Admirant Rimbaud, Mallarmé, ne dédaignant pas Courteline ni Laurent Tailhade, il n’a pas la précocité tragique de Rimbaud, mais très jeune dandy poète de bonne famille provinciale dans les nuits parisiennes aspirant au Voyage qui l’accomplira, qu’il accomplira bientôt « vice-consul » aux affectations lointaines, il se met en verve. De l’esprit goût à goutte exhalé par tous les phonèmes, une gaîté de « mirliton » courant de chanson à poème comme aucun parolier ne fait plus de chansons – mais son contemporain Charles Cros dans un registre plus sévère.
Le temps est la matière que sculpte le poète, de sa prescience, de son pressentiment, de son ajouré inconscient. Levet dans ses pochades ose Rimbaud en épigraphe de vers subtils, inventifs, qui font rimer « émane » avec « barman », « wharf » avec « homewards », une neige « Recouvrant tout d’un manteau, / Dont la blancheur est tant pure / Au chaume de la masure / Qu’à l’ardoise du château » ; sa poésie distanciée aux brusques licences a le charme de pieds surnuméraires ou manquants à des alexandrins approximatifs, la politesse de points de suspension qui chez tout autre seraient lourdeur, muflerie, l’humeur capricante de rallonger de très classiques sonnets d’un vers déporté auquel se suspendent ses points récurrents – à des années lumière de Rimbaud. Cependant. Il prend dans une chanson la défense de Wilde en prison abandonné de tous. Il dresse la saynète d’un pensionnaire « de quatorze ou quinze ans, élève de seconde » demandant à son proviseur permission de sortie pour la première d’une pièce dont il est l’auteur, jouée aux Folies-Bergère, en Ubu potache bien élevé. Et déjà : « Le soleil se couche en des confitures de crimes » ; et bientôt, la tuberculose avérée, « J’aurai un fauteuil roulant “plein d’odeurs légères”/ Que poussera lentement un valet bien stylé : / Un soleil doux vernira mes heures dernières, / Cet hiver, sur la Promenade des Anglais… »

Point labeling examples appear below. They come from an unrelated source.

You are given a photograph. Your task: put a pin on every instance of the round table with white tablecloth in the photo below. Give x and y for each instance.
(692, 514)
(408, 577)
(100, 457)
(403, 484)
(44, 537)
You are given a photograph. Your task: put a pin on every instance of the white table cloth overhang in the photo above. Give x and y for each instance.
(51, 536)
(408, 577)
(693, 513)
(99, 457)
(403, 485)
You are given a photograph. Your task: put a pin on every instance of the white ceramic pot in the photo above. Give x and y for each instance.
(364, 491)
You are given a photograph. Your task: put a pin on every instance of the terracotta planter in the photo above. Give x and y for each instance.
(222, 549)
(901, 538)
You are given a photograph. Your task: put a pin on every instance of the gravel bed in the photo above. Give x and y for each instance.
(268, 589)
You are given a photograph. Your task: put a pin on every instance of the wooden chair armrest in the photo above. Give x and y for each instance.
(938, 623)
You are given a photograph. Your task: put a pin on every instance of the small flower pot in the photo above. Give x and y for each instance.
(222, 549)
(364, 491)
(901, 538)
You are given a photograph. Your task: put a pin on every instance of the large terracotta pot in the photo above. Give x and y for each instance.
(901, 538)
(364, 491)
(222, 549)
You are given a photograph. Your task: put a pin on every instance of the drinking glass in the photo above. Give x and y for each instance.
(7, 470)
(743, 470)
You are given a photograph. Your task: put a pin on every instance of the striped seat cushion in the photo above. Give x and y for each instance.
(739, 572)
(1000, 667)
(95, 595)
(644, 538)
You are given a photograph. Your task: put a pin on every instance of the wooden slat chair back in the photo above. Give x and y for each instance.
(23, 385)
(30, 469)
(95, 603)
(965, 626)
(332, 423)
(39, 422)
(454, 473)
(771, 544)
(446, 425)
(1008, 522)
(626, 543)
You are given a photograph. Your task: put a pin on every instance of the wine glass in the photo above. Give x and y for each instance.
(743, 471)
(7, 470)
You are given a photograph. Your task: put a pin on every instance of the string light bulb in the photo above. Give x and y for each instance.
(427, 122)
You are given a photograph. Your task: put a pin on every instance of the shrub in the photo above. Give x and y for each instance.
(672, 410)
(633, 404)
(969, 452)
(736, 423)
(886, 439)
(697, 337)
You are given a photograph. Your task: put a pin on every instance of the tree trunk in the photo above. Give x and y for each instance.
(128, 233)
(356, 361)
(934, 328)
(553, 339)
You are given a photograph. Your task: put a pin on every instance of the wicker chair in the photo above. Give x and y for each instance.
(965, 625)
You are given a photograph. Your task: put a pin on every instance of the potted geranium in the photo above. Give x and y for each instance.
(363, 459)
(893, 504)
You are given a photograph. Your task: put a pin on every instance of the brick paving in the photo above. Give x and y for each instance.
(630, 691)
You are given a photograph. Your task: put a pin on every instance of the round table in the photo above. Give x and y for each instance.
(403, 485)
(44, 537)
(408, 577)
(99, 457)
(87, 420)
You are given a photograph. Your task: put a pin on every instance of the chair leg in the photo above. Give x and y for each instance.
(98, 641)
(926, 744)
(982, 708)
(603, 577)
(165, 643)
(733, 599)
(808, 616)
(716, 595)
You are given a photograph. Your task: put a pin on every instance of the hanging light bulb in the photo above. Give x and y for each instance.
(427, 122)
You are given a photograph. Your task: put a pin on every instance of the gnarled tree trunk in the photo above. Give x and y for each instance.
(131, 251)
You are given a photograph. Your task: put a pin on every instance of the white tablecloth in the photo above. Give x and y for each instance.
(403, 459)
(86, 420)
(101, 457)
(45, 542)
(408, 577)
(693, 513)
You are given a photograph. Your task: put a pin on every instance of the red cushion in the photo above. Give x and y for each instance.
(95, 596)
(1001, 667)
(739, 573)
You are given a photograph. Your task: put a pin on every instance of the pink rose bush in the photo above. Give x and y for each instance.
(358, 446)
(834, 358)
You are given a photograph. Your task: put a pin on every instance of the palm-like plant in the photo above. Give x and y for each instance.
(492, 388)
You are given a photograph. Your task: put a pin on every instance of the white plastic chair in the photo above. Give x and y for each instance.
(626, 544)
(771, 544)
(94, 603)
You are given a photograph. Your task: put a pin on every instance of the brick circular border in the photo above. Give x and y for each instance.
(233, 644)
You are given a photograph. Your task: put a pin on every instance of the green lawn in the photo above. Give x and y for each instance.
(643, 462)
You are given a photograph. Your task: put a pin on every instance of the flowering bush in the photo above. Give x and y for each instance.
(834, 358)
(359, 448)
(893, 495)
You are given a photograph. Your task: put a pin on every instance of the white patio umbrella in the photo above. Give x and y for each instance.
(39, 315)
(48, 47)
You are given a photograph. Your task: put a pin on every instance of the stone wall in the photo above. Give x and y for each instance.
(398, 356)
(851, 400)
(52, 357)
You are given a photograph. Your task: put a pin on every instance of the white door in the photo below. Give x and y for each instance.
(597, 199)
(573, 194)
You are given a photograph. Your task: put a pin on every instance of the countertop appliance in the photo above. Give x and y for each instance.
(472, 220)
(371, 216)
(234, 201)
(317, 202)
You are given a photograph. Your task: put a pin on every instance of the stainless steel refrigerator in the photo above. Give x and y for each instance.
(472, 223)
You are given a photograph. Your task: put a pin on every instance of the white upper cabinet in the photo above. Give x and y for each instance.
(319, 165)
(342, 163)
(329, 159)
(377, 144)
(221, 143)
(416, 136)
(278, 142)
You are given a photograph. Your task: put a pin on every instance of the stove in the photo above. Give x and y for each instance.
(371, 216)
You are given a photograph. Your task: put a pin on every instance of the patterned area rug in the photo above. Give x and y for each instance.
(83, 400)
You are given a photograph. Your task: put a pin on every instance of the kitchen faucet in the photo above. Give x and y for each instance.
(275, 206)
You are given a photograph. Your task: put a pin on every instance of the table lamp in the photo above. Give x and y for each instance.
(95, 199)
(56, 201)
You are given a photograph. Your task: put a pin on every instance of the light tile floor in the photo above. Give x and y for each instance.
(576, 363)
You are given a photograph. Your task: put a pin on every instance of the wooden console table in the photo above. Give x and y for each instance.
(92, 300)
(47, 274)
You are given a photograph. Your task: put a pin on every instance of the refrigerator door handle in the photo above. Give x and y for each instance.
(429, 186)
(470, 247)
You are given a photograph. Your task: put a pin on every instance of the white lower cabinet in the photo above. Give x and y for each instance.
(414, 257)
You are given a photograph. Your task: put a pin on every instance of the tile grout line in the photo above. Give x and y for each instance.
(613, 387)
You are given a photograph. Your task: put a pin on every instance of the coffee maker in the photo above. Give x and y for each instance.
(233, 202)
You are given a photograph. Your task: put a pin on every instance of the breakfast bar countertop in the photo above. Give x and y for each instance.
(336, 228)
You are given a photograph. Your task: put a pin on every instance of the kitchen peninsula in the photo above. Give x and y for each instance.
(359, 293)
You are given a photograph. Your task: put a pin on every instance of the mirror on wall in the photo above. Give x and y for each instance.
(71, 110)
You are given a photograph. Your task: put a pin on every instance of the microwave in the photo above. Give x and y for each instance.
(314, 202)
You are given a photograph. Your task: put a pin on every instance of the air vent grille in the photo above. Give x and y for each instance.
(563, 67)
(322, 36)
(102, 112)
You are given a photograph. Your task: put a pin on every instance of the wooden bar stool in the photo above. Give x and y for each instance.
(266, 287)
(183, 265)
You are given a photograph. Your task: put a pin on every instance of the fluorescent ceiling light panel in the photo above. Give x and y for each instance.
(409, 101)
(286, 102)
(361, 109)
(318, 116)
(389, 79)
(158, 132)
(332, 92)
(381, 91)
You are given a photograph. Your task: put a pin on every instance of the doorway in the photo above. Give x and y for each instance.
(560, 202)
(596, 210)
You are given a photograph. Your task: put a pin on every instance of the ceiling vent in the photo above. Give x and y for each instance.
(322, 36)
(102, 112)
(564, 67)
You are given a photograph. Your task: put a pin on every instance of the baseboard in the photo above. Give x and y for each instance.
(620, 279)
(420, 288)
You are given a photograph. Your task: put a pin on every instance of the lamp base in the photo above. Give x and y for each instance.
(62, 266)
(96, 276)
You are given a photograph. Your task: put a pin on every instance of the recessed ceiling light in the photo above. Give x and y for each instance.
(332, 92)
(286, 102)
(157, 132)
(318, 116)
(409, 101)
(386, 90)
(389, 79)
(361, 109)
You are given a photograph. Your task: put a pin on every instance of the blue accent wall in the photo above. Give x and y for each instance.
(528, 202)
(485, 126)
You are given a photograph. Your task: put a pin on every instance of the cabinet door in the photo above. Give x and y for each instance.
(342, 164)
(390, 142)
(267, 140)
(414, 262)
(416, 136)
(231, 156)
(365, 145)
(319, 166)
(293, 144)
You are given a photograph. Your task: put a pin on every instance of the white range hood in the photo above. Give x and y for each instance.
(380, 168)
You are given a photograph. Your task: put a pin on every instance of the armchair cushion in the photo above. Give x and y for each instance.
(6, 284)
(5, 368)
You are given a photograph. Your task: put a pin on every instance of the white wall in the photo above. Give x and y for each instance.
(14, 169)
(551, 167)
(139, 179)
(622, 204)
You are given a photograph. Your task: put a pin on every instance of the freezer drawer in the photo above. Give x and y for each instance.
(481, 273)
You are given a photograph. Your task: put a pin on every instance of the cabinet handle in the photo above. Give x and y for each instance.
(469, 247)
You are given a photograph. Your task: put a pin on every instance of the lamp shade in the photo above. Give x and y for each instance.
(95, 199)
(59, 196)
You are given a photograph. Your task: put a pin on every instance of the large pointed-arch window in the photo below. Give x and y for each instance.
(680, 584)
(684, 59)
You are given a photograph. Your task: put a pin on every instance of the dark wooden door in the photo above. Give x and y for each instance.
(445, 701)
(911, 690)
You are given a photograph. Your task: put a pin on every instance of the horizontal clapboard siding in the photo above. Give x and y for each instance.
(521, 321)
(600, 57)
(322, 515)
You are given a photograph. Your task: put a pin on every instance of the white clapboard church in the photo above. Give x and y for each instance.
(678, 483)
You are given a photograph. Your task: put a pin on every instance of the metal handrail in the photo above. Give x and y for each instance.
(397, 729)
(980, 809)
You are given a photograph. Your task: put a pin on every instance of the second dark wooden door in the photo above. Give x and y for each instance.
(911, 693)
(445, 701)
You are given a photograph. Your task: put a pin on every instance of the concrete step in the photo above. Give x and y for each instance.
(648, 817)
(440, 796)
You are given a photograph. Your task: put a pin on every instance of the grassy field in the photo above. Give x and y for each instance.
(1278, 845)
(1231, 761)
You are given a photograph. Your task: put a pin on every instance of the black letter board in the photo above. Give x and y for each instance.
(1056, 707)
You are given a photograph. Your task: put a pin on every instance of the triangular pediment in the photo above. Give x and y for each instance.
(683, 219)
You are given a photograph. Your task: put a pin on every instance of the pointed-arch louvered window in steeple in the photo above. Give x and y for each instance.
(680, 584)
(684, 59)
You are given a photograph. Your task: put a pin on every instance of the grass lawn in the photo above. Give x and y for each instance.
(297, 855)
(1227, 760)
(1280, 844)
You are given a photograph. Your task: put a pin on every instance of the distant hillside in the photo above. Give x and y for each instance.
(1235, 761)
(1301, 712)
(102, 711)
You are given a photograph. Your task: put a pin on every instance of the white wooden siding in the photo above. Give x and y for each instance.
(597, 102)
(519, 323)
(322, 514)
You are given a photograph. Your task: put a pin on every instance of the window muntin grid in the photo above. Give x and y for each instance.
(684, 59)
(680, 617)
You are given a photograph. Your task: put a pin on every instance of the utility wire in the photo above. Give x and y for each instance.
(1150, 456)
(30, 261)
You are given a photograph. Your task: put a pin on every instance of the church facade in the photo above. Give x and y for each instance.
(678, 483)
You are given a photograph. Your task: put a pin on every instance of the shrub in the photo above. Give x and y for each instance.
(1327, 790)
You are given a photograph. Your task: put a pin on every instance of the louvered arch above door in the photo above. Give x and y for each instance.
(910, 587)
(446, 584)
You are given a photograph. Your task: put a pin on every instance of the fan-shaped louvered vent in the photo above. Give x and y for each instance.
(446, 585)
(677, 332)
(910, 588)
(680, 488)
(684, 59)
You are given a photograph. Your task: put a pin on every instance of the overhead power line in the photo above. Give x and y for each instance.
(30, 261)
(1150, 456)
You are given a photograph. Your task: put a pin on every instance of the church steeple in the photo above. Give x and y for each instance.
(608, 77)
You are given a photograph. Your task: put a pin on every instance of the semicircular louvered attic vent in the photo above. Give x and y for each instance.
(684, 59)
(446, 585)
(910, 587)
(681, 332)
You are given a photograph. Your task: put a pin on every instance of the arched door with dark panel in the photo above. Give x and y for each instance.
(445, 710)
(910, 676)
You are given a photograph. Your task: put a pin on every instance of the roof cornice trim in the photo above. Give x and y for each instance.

Il a pris toutes ses dispositions pour mener la vie de poète diplomate aux missions exotiques où naîtront les cinq cartes postales qui ont fait sa mince gloire. Larbaud qui l’admire ne l’égalera pas.
Où Barnabooth sera lyrique, Levet fait vibrer en proses versifiées tout en insertions pérégrines – ses nostalgies, ses regrets, pète-sec et sapide, et doux. Croquis de voyage à contrepied de Rimbaud, répondant à Rimbaud. De Démocratie le drapeau ne va plus au paysage immonde, ni notre patois n’étouffe le tambour depuis que le représente (le drapeau) « Le Consul général de France à la Plata / [qui] prit la funeste manie de l’opium ; / Il occupait alors le poste à Singapoore » qui rime avec « amour » comme « opium » avec « pauvre homme ». À présent que « Le soleil, des palmiers, coule d’un flot nombreux / Sur les épaules des phtisiques radieux », une vitesse de croisière accomplit la promesse – sonne, sa promesse sonne.